Brücken bauen statt Gräben ziehen: Unter diesem Motto stand das Konzert von Sistanagila. Foto: Frommer
Kultur
Konzert der iranisch-israelischen Formation Sistanagila in der Jüdischen Gemeinde Pforzheim
  • Robin Daniel Frommer

Pforzheim. Applaus und große Begeisterung für die Formation Sistanagila: Nicht erst bei der zweiten Zugabe – einer persischen Version des wohl bekanntesten hebräischen Volkslieds „Hava Nagila“ – sangen die meisten der gut 170 Konzertbesucher im Zentrum der Jüdischen Gemeinde Pforzheims laut mit.

Schon zur Mitte des Konzerts, bei Nurit Hirschs modern und jazzig interpretierter Komposition „Osse Shalom“, schnippte das aufmerksame Publikum auf den zweiten und auf den vierten Takt mit, was dem Titel zusätzliches rhythmisches Feuer verlieh.

Treffender als Rami Suliman, der Vorsitzende der Jüdischen Gemeinde, kann man das ganz Besondere an dem Gastspiel des iranisch-jüdischen Ensembles Sistanagila kaum auf den Punkt bringen: Er sagte in seiner kurzen Anmoderation sinngemäß, dass dieses Konzert überall möglich sei, nur leider eben weder in Israel noch im Iran.

Sistanagila trat in Pforzheim anlässlich des Europäischen Tags der jüdischen Kultur auf; mit finanzieller Unterstützung des Zentralrats der Juden in Deutschland und in folgender Besetzung: Yuval Halpern (Gesang und musikalische Leitung), Hemad Darabi (Gitarre), Jawad Salkhordeh (Gesang, Tombak und Langhalslaute), Avi Albers Ben Chomo (Kontrabass) und mit dem jungen Omri Abramov (Sopransaxofon).
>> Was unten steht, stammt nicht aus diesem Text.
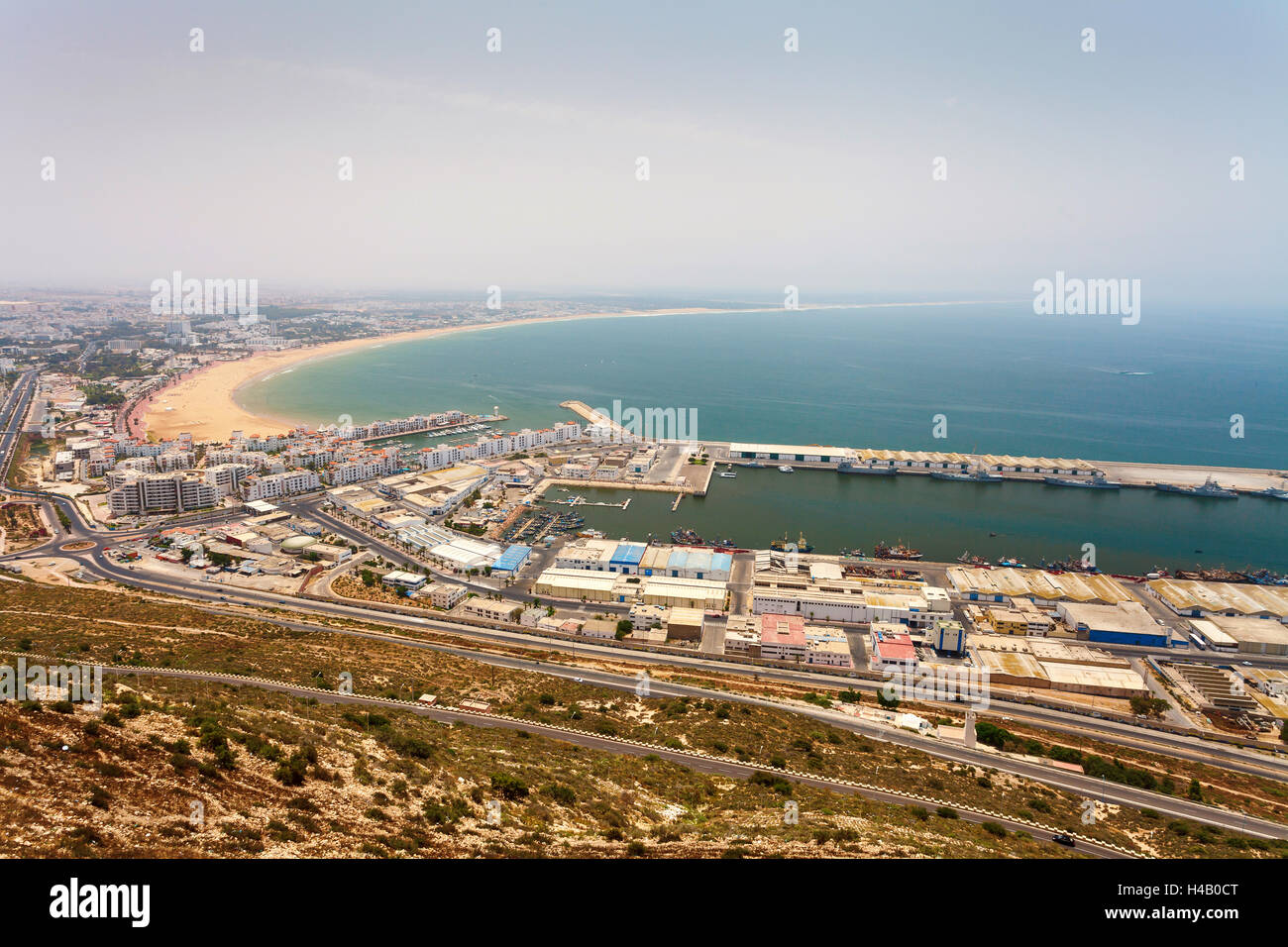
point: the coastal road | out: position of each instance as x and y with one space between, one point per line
1065 780
1070 724
97 562
593 741
1103 729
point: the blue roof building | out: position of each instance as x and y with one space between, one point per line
511 561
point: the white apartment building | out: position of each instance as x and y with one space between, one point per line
159 493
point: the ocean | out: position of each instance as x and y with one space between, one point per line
992 377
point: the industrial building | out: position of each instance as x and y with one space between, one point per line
1046 664
859 600
443 594
947 637
485 608
782 638
1198 599
1004 583
892 648
583 585
635 558
684 624
1241 634
805 454
684 592
403 579
511 561
1127 622
647 616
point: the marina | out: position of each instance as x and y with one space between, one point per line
1026 522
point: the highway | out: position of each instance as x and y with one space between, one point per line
702 764
94 561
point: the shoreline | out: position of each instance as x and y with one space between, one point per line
205 401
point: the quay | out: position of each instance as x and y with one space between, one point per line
1005 467
472 423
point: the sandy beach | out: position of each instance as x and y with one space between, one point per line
204 405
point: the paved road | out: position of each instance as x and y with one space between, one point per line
717 767
94 561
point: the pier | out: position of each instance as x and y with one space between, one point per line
472 423
1008 467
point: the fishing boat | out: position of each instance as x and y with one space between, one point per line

Das Quintett zelebrierte im jüdischen Gemeindezentrum sowohl vergleichsweise junge Werke persischer Komponisten wie das getragene „Ta bahare“ von Rouhollah Kalenghi (1906-1965) oder „Khazan“ von Parviz Meskatian (1955-2009), als auch jüdische Volkslieder wie beispielsweise „Shalom aleichem“ oder das in Jüdisch Ladino (vulgo: Judenspanisch) gesungene „La Reina“. Zu den Höhepunkten zählte der rhythmische Titel „Dror Yikra“, der gleichzeitig nach Flamenco und nach dem exotisch-arabesken Jemen klang (erste Bravo-Rufe), sowie das ungemein variantenreiche Tombak-Solo des iranischen Perkussionisten Jawad Salkhordeh, der vor dem Konzert das Fell seines Instruments mit einem Heizkissen auf die richtige Temperatur brachte.

Bandleader Yuval Halpern wandte sich auf Deutsch an die Zuhörer, als er die Botschaft des Konzerts formulierte: „Lasst uns, anstelle des Kriegs zwischen Iran und Israel, Brücken zwischen den Kulturen bauen.“ Damit rief er dem einen oder anderen im Publikum auch in Erinnerung, dass diese beiden Staaten keineswegs immer aufs Blut verfeindet waren: Bis zur Islamischen Revolution 1979 waren sie befreundet und profitierten gemeinsam vom wirtschaftlichen Austausch. Höchste Zeit, dass die politischen Entscheider beider Länder dem Beispiel der Musiker folgen, entschlossen versöhnen, statt zu spalten, und so endlich dem Wohl ihrer Bevölkerung nachhaltig dienen.